Reste que, très vite, le mécanisme s’emballe: en 2007, la banque Dexia fait l’objet d’une class action alors que seule une partie des plaignants sont citoyens néerlandais. En 2010, un autre pas est franchi. Converium, compagnie suisse de réassurance, est attaquée par une class action de droit américain. Le juge exclut tous les investisseurs non-américains de cette action collective. Mais bien que les investisseurs néerlandais n’aient constitué qu’une infime partie de l’ensemble, ils ont pu se présenter à la Cour d’Appel de La Haye et ont obtenu gain de cause.

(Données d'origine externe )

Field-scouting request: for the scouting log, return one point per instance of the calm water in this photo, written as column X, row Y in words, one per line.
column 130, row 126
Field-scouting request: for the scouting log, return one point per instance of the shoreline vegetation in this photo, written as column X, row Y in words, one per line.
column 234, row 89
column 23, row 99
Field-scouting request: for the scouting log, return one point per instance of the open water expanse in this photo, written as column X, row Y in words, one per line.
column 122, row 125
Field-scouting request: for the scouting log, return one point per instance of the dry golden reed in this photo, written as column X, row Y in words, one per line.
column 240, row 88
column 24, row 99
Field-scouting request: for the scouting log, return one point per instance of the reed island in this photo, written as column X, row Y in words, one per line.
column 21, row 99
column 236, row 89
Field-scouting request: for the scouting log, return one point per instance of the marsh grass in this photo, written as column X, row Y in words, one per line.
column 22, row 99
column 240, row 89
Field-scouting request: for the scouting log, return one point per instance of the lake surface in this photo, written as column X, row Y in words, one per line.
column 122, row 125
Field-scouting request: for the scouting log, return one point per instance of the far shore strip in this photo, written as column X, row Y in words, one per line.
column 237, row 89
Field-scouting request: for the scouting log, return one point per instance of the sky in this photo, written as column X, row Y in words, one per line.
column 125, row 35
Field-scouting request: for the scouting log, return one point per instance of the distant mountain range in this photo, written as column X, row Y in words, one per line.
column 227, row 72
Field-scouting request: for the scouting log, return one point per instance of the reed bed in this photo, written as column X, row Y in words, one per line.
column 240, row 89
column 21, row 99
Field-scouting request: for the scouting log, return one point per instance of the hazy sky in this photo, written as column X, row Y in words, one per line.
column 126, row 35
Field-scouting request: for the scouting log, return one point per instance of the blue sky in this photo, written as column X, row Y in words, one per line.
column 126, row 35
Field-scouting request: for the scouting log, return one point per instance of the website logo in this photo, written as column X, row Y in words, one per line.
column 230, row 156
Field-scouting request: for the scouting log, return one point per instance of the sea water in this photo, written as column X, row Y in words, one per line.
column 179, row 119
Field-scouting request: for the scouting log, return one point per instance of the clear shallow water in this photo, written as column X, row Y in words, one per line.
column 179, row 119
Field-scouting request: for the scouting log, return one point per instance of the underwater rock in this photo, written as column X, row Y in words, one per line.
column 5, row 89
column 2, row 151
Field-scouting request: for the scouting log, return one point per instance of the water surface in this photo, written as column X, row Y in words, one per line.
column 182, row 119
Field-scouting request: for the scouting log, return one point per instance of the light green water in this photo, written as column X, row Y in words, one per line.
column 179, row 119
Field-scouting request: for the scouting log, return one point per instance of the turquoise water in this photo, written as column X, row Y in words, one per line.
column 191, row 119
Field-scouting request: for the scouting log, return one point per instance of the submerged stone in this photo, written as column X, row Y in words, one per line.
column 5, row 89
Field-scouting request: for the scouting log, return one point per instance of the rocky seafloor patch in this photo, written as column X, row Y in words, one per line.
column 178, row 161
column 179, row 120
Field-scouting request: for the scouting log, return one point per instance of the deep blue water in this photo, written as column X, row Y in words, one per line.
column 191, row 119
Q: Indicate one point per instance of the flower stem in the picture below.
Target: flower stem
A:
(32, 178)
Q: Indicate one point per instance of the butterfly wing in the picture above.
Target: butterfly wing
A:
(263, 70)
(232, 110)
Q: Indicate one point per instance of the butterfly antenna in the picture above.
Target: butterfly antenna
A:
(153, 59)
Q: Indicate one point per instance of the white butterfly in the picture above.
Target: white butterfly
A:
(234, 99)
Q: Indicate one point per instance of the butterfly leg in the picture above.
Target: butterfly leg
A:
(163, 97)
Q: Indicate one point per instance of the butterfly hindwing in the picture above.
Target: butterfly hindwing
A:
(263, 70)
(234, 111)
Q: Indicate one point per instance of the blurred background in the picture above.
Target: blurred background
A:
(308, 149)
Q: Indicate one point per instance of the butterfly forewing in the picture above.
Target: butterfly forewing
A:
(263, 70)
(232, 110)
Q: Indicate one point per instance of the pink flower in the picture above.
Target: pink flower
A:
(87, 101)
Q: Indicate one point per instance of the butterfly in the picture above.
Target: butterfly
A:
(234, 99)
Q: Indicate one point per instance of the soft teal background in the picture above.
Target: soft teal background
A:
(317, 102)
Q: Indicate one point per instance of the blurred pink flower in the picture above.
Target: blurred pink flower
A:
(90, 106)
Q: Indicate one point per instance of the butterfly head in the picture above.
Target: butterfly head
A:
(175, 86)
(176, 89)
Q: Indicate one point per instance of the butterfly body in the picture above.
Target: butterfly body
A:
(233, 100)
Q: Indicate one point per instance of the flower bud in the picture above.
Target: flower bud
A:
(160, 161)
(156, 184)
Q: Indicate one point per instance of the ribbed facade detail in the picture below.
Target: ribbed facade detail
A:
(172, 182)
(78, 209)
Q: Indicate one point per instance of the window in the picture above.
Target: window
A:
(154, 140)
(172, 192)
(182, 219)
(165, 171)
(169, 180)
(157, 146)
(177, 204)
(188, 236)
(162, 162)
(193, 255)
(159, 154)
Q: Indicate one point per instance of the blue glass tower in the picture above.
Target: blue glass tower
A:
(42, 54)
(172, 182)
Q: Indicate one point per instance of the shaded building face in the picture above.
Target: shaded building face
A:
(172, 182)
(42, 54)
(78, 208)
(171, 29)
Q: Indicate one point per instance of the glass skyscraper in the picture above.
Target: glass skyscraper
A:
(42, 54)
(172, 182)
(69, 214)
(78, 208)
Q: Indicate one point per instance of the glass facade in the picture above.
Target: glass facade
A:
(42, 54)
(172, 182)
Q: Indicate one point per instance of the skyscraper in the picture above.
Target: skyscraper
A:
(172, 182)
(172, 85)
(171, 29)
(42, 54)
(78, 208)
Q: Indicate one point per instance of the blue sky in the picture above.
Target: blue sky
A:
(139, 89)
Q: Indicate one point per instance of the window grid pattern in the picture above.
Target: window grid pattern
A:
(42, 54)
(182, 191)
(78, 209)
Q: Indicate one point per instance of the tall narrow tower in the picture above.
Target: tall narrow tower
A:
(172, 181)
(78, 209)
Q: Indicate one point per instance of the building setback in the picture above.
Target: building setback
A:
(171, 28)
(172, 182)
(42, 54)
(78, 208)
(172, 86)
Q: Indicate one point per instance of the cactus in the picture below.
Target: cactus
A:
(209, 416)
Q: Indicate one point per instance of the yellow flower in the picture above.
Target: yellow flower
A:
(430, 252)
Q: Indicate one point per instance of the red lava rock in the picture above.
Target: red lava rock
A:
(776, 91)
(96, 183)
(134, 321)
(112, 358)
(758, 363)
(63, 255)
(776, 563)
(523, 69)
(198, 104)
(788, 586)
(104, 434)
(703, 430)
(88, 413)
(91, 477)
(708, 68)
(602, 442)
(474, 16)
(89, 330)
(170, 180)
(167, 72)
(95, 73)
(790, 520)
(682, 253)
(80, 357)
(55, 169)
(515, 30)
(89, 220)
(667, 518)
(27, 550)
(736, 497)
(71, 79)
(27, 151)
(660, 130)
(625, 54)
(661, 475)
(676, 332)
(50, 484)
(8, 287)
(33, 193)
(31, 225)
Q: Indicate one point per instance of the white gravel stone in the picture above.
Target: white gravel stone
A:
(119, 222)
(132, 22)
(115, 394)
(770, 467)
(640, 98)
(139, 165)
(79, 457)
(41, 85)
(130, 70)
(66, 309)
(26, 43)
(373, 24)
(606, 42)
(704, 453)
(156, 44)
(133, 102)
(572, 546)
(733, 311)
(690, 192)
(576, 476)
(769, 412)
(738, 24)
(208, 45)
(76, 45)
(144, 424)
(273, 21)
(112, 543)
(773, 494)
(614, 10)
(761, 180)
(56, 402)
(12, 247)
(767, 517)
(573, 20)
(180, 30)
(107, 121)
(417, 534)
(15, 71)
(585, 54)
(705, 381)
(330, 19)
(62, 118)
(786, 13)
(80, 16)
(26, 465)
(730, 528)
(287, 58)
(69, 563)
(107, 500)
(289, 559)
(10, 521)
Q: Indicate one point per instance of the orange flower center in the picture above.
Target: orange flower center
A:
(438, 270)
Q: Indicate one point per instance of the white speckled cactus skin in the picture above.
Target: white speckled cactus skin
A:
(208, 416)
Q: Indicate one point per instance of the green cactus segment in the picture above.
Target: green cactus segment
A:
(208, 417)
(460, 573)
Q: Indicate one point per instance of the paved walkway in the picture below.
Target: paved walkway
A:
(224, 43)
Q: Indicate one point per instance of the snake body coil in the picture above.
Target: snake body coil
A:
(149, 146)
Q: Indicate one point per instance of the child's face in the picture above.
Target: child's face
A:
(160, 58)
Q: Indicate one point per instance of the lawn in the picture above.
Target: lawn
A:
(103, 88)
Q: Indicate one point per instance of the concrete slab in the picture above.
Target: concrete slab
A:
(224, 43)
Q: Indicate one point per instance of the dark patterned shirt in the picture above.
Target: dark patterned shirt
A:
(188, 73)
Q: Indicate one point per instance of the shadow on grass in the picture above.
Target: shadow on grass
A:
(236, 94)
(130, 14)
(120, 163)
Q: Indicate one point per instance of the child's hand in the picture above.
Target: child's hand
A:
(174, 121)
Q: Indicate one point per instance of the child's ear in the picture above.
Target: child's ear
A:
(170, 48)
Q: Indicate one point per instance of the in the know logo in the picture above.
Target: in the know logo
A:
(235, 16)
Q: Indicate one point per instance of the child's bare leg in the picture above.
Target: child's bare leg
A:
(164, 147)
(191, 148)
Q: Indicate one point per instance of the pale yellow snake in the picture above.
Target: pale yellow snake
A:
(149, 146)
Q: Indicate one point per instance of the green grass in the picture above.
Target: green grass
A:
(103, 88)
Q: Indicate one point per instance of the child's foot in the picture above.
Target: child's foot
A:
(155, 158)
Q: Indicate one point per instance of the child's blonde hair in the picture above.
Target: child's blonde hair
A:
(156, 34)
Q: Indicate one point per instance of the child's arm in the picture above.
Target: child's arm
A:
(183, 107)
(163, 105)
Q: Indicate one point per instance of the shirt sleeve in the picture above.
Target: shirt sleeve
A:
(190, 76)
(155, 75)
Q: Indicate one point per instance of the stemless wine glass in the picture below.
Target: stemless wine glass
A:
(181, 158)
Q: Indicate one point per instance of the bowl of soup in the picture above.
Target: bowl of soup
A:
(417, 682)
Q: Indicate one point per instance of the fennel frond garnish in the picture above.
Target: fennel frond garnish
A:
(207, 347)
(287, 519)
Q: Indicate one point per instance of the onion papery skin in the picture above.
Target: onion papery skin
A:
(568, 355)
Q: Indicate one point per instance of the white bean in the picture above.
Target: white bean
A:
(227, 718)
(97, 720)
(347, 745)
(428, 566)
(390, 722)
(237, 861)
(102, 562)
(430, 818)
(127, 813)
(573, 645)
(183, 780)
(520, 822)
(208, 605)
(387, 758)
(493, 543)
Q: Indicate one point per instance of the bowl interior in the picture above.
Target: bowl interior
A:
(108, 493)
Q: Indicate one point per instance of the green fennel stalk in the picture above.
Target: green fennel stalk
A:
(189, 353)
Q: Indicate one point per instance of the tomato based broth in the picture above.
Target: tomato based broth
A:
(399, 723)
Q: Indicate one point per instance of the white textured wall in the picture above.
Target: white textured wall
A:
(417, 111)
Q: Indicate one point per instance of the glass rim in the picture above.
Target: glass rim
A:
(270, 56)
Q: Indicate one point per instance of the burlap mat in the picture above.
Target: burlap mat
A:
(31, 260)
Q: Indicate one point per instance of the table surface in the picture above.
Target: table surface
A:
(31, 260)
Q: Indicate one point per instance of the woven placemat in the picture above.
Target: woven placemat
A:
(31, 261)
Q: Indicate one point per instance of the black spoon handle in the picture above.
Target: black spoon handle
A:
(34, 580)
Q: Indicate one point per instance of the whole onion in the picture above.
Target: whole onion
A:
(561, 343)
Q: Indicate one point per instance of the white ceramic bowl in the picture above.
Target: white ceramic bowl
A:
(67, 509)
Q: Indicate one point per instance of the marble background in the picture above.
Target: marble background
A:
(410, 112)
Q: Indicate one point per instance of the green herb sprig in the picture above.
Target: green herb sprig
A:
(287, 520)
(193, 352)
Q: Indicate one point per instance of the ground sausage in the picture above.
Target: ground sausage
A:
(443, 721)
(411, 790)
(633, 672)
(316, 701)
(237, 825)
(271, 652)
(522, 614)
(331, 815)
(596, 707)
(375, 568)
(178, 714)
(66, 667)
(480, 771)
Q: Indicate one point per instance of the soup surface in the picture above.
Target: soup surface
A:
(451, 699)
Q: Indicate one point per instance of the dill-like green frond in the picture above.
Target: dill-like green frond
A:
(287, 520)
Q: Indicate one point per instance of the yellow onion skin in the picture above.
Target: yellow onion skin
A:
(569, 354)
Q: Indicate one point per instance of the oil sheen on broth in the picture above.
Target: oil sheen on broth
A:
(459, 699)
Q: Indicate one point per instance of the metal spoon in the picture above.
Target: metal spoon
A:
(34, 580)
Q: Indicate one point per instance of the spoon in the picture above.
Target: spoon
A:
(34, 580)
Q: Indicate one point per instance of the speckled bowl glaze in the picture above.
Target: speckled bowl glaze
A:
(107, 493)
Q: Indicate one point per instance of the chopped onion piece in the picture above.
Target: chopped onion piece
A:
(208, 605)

Les investisseurs suisses, norvégiens, islandais et autres citoyens européens sont tous couverts par cette décision: en fait, il suffit qu’un seul plaignant soit domicilié aux Pays-Bas pour que le dispositif joue.
Cet "arrêt Converium" a suscité des remous pour deux raisons:
- Il permet à des citoyens non-américains d’intenter une action collective au niveau européen,
- Et parce que la possibilité pour des citoyens européens de se regrouper dans une telle action pourrait inciter les juges américains à exclure systématiquement les résidents d’autres pays de leur jugement.
Comme l'expliquent les juristes Jeroen Kortman et Marieke Bredenoord-Spoek, le fait d’avoir une législation spécifique et si facile à mettre en œuvre n’explique pas entièrement le nombre croissant de ce type d’actions aux Pays-Bas. Plus globalement, le recours des citoyens à aux class actions "pourrait au contraire refléter une tendance croissante en Europe".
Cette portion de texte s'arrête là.